5 min read

Morningstar Empowers Investor Success with a Unified Data Lake

By Etleap Marketing
September 21, 2021
Blog Morningstar Empowers Investor Success with a Unified Data Lake

“Just as we’ve moved from on-prem to AWS because we don’t want to be in the business of building data centers, we’re leveraging Etleap because we don’t want to be in the business of building data pipelines.”


Alex Golbin, Chief Data Officer - Morningstar

Morningstar is built on a mission of empowering investor success. To that end, as challenges arose due to different data needs, Morningstar chose to bring its datasets into a single location and leverage them for a more intuitive and powerful software experience for investors. To configure its numerous and complex pipelines, Morningstar needed an Amazon Web Services (AWS) - native Extract, Transfer and Load (ETL) solution that could be deployed quickly, and Etleap met those needs.

“Just as we’ve moved from on-prem to AWS because we don’t want to be in the business of building data centers,” says Alex Golbin, Morningstar’s Chief Data Officer, “we’re leveraging Etleap because we don’t want to be in the business of building data pipelines.”

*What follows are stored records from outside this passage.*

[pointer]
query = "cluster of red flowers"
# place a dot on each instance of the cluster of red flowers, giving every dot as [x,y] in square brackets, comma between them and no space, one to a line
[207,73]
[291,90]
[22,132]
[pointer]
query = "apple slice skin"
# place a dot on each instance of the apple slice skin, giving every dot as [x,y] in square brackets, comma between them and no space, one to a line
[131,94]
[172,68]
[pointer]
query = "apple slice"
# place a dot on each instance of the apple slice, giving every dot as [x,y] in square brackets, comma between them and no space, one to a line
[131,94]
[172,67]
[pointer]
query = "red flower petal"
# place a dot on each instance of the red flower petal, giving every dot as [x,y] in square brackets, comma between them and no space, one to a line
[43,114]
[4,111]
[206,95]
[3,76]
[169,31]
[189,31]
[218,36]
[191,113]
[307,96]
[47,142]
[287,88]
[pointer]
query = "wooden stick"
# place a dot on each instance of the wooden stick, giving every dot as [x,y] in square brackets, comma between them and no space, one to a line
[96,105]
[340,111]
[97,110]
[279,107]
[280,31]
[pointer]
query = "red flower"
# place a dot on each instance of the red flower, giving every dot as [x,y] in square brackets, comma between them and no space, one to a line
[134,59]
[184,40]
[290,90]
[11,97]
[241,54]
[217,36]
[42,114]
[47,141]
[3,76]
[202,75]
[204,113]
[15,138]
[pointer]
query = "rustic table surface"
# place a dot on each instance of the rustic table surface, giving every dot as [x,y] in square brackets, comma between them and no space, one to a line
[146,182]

After working together with Etleap, Morningstar gained a solution that saved the company many months of engineering work and given it the ability to pursue excellence and efficiency on an accelerated timeline.

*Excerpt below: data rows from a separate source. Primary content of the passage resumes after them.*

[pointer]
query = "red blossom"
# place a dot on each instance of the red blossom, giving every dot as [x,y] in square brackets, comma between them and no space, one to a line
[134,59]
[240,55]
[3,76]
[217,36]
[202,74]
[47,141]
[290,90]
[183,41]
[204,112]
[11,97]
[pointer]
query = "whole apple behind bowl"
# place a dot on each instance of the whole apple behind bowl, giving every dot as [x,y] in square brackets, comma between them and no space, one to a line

An independent voice in the industry

During its nearly four-decade history, Morningstar has remained a pioneer of financial insight, built on comprehensive data and granular analysis. It’s trusted for its independent data and research, and its mission of empowering investors and helping them make informed investment decisions.

“Data is at the heart of everything we do,” explains Jeffrey Hirsch, Head of Technology for Data and Analytics at Morningstar, “Our researchers perform daily quantitative and qualitative analysis and need accurate data to make long-term, value-based assessments that we put into the hands of investors to help fuel their success.”

Morningstar’s goal is two-fold: maintaining a rich trove of historical and real-time equity data and managing it in a way that benefits our clients as they scale. Over the last 25 years, as the quantity and speed of available data have increased exponentially, Morningstar has evolved to maintain its competitive advantage in the market in an increasingly complex environment.


Morningstar relies on key datasets to deliver valuable outcomes

Morningstar’s software products leverage financial data to create intuitive workflows and generate insights for their customers. Financial advisors, asset managers, and other financial professionals depend on these workflows to guide their day-to-day investment decisions.

As Morningstar succeeded, matured, and acquired new companies, it also faced typical technical challenges. “Acquiring a company is just the beginning. Integrating that newly acquired company into the parent company [from a data perspective] is extremely tedious and can take years,” explains Hirsch.

As Morningstar grew, its internal data sources were peppered across the organization, which meant it took effort to collect and share this data with other parts of the organization. So, to meet the demands of its customers, who were asking for more robust and data-rich insights, Morningstar resolved to find a solution that would streamline their processes.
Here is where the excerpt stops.